Original Fairy problems
JF-R2021-22:
01.01.2021 - 31.12.2022
No. 1684 János Csák &
Béla Majoros
Hungary
original - 25.01.2022
white Pg2g3b7 Kh5
black Pd2d3g7 Ke3 Bh8a8
h#2 b) bBa8<-->bBh8 4+6
legality / shadow solution?
legality / shadow solution?
Solution: (click to show/hide)
No. 1684.1 János Csák &
Béla Majoros
Hungary
version of No.1684 - 28.02.2022
white Pg2g3f7a7 Kh5
black Pd2d3f4g7 Ke3 Bh8g8
h#2 b) bBg8<-->bBh8 5+7
legality / shadow solution?
legality / shadow solution?
Solution: (click to show/hide)
I think this is a very good chess joke, with a brilliantly original conceit. In a joke problem, the solver must go beyond the stipulation to imagine what the composers might be getting at. A joke may or may not be fairy. This one probably is because the mechanism you supply. The switch of two identical units is a wonderful idea. However I think that your solution needs to include a story for why it’s Bh8 and not Pg7 which is the shadow. Of course an illegal position may be explained in many ways (including just saying it’s illegal so what) but that doesn’t make it fairy.
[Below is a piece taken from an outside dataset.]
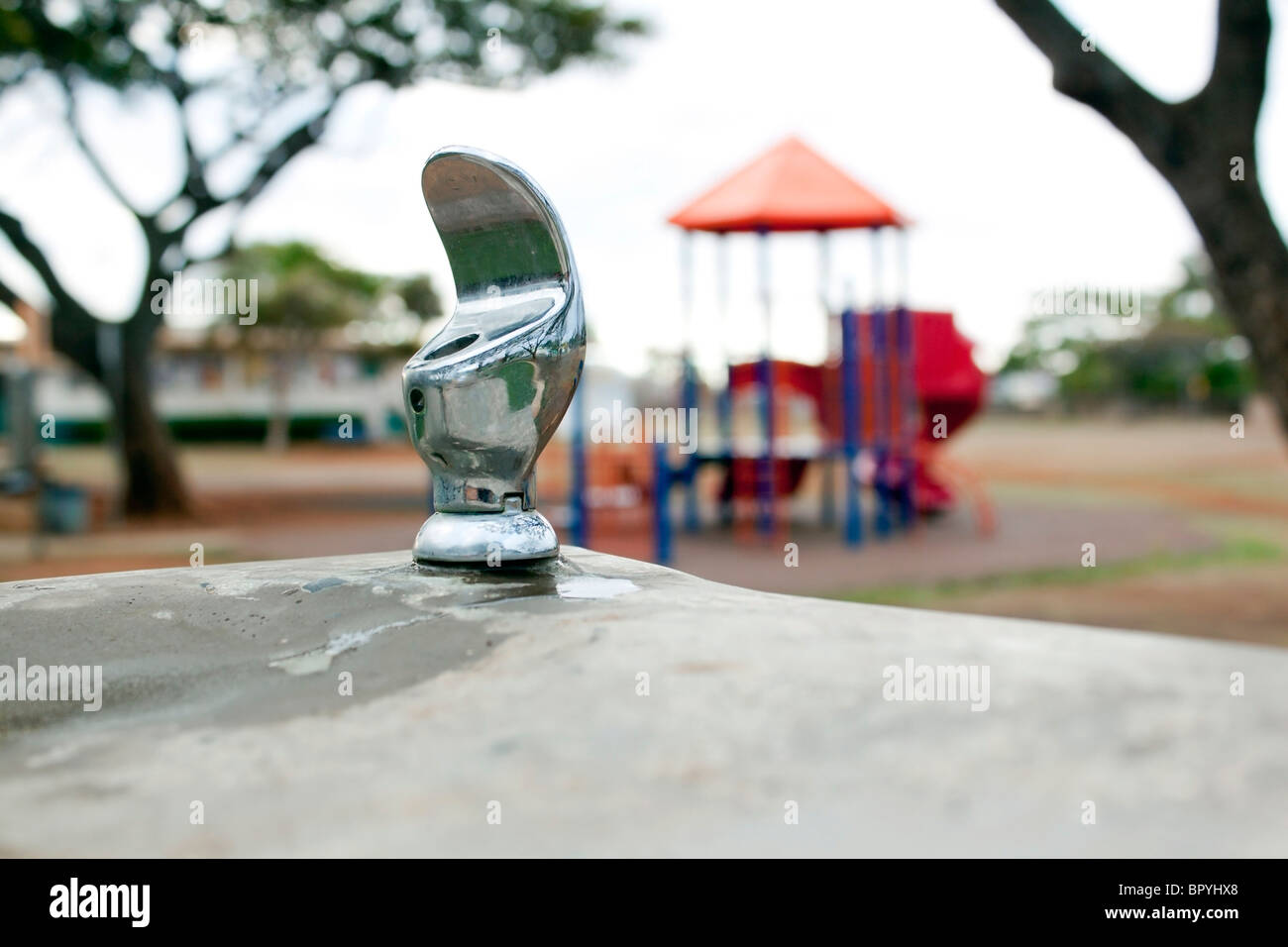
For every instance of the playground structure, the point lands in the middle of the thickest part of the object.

We are very glad you like our chess problem!
Yes, it has a funny but serious foundation.
The idea is, how can it be justified to swap two pieces of the same color and the same quality (such as two black Bishop) in a problem?
We found out: illegal (shadov) piece, illegal (shadov) solutions.
The bPg7 is legal by default, making h8bB illegal.
The question is, if we exchange an illegal and legal piecet (of the same color and the same quality), will our legal-illegal nature also be reversed?
There are definitions for legal move and legal position, but what is exactly a legal piece? And why bPg7 is legal by default?
In my opinion, the illegal piece could not get to the position with a regular step from its original position. A piece in its original position is not considered illegal.
A) (8/8/8/8/8/8/PPPPPPPP/6B1) g1wB is illegal,
B) (8/8/8/8/8/8/PPPPPPP1/6B1) g1wB is legal but promoted,
C) (8/8/8/8/8/8/P1PPPPP1/6B1) g1wB is legal.
But we do not know that the bPg7 is the original bPg7!
As the given position is not a result of series of legal moves from the starting position, the bPg7 could have come from h7 with an illegal move h7-g7 – that is the point.
I’ll try to summarise the intended logic of the composers:
a) BBh8 is obviously illegal. A solution involving an illegal piece is not allowed. So, 1.g5 bxa8Q 2.Bd4 Qf3# is not allowed and only 1.Ke4 b8=Q 2.Bd5 Qf4# works.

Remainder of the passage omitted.